Stretch catapult, take aim and release. Observe ensuing destruction.
It's a tried and tested formula that has kept young miscreants amused since humanity learned to pile three stones on top of each other. Applying it to the virtual world has made a small Finnish company's fortune - and no doubt cost countless other firms 10 times as much in lost productivity.
The compelling temporal sump that is Angry Birds has swept across the globe, swooping out from that Nordic country to lay waste to any idle moments that stood in its way.
A Google search brings up 222 million hits. That's just over 41 hits for every child, woman or man in the platform's home nation. It's even one hit for every other mobile phone on the planet - most of which aren't compatible with the slick touch-screen playability of the quirky puzzles.
Those feathery fiends have now completed the circle, leaping from the pixellated world into the physical in the form of gaudy merchandising.
Shanghai is by no means immune to this invasion - commuters scratching at their screens wearing officially branded trainers are a regular sight and stuffed toys are even sold in convenience stores.
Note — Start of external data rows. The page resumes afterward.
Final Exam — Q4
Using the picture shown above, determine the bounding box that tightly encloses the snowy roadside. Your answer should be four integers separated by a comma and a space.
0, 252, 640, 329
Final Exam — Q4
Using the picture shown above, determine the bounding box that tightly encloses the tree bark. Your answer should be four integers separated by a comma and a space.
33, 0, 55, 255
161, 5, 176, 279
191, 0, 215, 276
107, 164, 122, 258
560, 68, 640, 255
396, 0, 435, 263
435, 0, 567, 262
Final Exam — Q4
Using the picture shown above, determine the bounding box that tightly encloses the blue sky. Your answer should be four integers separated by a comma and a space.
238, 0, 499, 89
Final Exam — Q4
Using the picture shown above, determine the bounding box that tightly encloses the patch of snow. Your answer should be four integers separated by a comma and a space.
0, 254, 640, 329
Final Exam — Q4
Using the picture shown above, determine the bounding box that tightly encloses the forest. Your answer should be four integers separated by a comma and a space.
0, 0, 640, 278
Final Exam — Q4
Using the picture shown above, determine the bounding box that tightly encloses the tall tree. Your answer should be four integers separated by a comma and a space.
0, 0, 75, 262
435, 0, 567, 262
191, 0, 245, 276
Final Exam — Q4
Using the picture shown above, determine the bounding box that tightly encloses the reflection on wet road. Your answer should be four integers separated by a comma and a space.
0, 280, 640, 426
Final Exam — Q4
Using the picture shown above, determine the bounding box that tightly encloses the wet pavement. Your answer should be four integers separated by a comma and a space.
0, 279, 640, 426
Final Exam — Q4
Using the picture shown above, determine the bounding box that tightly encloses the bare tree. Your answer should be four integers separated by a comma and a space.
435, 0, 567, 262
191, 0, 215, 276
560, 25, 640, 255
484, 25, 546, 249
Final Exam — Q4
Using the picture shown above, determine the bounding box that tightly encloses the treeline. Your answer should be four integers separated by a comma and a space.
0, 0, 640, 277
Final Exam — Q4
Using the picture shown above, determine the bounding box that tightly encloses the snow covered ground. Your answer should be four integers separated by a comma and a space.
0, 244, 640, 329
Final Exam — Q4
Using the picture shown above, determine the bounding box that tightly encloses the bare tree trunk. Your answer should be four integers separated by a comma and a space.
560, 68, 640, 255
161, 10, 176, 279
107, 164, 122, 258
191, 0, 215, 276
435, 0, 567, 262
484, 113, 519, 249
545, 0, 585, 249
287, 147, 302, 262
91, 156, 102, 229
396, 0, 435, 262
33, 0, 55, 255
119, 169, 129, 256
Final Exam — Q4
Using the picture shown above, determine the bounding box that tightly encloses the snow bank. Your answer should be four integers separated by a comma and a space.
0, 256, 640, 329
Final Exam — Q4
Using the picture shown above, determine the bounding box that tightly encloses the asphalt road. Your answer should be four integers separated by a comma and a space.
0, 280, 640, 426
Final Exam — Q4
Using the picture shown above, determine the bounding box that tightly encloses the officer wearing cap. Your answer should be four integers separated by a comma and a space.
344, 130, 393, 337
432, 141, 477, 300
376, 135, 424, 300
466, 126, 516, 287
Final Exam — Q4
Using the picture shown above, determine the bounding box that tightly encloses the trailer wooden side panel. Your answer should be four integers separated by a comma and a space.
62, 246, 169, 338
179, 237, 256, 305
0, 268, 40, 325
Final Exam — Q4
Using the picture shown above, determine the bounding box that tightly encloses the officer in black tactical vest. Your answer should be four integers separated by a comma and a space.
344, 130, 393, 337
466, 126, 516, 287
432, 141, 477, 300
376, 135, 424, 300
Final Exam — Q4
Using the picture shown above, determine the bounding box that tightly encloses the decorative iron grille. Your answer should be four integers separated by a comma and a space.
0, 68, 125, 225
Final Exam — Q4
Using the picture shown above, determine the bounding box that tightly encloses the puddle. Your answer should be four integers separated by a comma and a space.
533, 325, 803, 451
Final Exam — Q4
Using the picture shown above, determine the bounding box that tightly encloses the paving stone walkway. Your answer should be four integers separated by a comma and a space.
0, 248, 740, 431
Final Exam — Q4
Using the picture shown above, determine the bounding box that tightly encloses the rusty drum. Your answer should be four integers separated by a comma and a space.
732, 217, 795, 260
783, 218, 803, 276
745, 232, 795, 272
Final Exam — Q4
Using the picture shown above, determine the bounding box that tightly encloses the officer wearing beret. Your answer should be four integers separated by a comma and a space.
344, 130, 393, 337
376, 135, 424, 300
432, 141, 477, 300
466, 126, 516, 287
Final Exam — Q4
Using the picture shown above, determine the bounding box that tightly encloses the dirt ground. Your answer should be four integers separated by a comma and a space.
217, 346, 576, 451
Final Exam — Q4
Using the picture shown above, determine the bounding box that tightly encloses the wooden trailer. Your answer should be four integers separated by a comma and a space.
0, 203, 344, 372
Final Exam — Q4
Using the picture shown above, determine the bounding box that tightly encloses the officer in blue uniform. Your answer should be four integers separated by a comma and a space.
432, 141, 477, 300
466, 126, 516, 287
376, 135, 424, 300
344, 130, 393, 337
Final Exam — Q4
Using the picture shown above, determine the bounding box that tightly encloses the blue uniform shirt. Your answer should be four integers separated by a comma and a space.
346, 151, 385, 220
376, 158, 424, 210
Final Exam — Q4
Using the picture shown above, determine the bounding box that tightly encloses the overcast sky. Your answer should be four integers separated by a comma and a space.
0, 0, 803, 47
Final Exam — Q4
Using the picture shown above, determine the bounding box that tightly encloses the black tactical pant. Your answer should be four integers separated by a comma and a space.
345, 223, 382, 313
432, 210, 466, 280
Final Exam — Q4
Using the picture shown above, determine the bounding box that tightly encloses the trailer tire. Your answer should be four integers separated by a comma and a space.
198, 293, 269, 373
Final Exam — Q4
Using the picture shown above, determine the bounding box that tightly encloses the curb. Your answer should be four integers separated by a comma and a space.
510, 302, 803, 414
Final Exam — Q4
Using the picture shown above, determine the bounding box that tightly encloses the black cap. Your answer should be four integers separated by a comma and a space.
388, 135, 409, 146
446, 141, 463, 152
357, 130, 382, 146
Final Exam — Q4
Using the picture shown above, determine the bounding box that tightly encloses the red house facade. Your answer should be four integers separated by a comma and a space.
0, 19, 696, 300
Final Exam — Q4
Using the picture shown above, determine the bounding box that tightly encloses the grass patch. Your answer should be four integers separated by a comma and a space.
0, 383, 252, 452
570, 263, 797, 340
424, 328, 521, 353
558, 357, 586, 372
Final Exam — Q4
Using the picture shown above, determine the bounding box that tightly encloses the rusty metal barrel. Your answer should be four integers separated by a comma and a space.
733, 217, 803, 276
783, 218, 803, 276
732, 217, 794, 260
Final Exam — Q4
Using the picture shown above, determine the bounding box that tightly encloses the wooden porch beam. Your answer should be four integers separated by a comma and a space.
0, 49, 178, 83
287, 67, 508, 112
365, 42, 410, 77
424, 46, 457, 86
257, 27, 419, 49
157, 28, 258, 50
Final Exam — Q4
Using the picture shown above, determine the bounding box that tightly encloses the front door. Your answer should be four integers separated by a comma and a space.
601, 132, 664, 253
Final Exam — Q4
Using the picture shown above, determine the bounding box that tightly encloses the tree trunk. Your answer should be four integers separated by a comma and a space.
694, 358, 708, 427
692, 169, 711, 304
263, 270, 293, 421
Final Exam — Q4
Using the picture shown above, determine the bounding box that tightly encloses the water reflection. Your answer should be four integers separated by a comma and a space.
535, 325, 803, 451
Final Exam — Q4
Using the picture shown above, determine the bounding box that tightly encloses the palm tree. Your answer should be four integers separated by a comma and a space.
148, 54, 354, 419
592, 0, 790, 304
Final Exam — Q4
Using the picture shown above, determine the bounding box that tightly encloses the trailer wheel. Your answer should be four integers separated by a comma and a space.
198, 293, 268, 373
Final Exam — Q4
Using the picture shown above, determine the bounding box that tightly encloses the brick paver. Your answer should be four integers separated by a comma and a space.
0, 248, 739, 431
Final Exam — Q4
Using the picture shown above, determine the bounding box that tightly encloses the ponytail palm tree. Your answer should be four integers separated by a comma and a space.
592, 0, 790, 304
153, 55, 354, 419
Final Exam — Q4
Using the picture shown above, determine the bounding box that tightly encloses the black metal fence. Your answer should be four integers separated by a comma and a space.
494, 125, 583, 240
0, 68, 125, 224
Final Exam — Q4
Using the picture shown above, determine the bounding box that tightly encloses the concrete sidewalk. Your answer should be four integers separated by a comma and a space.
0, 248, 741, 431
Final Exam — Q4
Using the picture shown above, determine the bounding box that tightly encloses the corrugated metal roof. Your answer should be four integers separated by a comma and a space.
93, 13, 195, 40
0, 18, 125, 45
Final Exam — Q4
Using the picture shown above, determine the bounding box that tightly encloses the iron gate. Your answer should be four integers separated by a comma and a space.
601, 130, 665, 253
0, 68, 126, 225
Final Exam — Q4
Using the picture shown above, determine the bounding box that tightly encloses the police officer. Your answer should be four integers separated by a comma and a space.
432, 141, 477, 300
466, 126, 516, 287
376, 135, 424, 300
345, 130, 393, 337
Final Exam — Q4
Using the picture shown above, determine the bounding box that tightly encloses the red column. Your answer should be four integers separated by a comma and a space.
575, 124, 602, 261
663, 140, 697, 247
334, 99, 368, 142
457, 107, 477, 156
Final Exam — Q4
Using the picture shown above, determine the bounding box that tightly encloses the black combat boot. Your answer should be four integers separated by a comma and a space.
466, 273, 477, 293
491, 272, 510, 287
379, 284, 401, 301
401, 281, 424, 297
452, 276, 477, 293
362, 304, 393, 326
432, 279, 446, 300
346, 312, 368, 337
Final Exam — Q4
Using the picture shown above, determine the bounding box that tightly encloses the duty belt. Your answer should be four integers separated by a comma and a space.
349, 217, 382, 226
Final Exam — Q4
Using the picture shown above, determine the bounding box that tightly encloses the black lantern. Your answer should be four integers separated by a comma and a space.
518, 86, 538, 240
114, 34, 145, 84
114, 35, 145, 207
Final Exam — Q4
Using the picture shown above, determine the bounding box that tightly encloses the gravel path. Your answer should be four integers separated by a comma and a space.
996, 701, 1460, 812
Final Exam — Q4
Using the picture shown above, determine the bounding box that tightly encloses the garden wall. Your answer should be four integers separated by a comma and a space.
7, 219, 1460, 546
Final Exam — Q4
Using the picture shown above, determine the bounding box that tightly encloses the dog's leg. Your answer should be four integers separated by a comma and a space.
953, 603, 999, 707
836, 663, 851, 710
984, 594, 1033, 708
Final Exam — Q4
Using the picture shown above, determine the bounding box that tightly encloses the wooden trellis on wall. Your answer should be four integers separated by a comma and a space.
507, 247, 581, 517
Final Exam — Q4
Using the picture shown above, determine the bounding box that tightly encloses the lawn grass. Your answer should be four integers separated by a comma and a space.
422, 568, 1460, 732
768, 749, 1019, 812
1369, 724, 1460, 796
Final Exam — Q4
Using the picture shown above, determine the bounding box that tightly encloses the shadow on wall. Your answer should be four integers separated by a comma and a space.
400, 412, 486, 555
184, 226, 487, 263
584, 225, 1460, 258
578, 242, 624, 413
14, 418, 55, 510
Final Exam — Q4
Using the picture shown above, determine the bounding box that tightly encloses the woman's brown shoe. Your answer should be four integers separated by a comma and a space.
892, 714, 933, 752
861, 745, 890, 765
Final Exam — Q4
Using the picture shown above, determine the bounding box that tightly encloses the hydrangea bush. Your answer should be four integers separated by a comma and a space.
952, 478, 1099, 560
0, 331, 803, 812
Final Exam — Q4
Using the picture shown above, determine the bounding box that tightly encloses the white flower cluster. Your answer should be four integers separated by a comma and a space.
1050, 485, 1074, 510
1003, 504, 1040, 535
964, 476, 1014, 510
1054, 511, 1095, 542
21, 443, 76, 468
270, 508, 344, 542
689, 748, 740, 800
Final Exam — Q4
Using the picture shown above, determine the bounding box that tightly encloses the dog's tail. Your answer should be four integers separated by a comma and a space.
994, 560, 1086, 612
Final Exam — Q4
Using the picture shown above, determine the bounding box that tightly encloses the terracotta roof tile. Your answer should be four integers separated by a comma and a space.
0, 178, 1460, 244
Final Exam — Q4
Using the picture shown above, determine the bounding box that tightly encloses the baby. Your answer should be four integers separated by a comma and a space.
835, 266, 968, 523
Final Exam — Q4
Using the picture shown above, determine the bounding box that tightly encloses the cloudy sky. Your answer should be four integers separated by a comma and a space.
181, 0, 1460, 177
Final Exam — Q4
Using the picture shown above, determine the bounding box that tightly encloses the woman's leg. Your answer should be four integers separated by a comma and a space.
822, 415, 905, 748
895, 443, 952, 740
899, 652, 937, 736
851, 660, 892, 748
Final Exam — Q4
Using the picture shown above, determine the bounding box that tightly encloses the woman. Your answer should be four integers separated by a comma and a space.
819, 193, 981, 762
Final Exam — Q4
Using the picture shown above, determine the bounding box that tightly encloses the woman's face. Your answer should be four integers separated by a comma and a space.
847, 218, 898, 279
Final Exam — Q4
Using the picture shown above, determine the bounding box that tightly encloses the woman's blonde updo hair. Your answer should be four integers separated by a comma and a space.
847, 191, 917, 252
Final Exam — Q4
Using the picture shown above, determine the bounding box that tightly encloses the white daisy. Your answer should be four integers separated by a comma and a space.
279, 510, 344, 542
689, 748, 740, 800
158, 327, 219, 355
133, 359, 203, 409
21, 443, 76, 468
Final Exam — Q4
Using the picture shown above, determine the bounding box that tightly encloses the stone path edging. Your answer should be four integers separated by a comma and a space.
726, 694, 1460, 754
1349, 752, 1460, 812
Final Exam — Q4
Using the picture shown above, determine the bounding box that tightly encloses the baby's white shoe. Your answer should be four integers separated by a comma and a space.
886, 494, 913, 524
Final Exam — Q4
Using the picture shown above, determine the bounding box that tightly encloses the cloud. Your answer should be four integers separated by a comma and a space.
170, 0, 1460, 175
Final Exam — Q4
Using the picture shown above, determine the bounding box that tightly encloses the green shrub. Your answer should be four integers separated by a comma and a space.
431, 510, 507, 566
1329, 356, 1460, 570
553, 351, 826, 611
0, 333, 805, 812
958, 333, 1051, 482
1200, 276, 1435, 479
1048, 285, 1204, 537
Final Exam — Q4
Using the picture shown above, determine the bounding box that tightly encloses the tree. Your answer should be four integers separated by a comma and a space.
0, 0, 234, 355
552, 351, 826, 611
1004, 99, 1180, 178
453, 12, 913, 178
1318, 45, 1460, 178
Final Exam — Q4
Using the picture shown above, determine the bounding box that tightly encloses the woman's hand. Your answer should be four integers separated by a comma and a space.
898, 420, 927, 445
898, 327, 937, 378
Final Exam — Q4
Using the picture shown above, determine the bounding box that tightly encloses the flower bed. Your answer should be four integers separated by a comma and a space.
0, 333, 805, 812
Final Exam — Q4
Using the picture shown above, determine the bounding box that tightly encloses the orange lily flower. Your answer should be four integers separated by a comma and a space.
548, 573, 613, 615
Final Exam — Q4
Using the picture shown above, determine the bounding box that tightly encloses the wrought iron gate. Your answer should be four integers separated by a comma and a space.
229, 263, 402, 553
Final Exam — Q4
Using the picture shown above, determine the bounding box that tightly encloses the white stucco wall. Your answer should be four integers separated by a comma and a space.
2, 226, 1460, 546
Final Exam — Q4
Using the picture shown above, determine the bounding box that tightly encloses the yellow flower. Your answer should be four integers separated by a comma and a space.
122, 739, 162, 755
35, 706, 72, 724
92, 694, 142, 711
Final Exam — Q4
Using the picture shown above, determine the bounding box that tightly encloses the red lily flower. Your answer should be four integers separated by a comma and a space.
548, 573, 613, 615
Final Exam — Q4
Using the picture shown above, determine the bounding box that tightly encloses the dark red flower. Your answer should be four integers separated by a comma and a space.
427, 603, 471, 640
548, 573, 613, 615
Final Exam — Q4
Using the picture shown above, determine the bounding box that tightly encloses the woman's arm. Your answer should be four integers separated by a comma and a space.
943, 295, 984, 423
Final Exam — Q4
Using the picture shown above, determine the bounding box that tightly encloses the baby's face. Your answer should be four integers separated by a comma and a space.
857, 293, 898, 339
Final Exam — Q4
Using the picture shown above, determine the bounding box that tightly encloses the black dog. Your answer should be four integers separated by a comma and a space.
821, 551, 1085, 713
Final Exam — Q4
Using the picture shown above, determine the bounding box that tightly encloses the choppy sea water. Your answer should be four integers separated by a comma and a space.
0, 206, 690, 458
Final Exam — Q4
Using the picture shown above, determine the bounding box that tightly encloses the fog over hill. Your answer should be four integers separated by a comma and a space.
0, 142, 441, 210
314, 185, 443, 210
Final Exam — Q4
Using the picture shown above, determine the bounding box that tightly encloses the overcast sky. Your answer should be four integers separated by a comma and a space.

But it seems things may soon go a step further. Rovio - the company behind this digital craze - set up its regional base in Shanghai last year with an office to tailor marketing and new content for the mainland market.
A delegation of T-shirted executives in town late last month let slip the next step in their ploy for world domination. If things go their way, they could be breaking ground on an amusement park on the fringes of the mainland's most populous and affluent metropolis.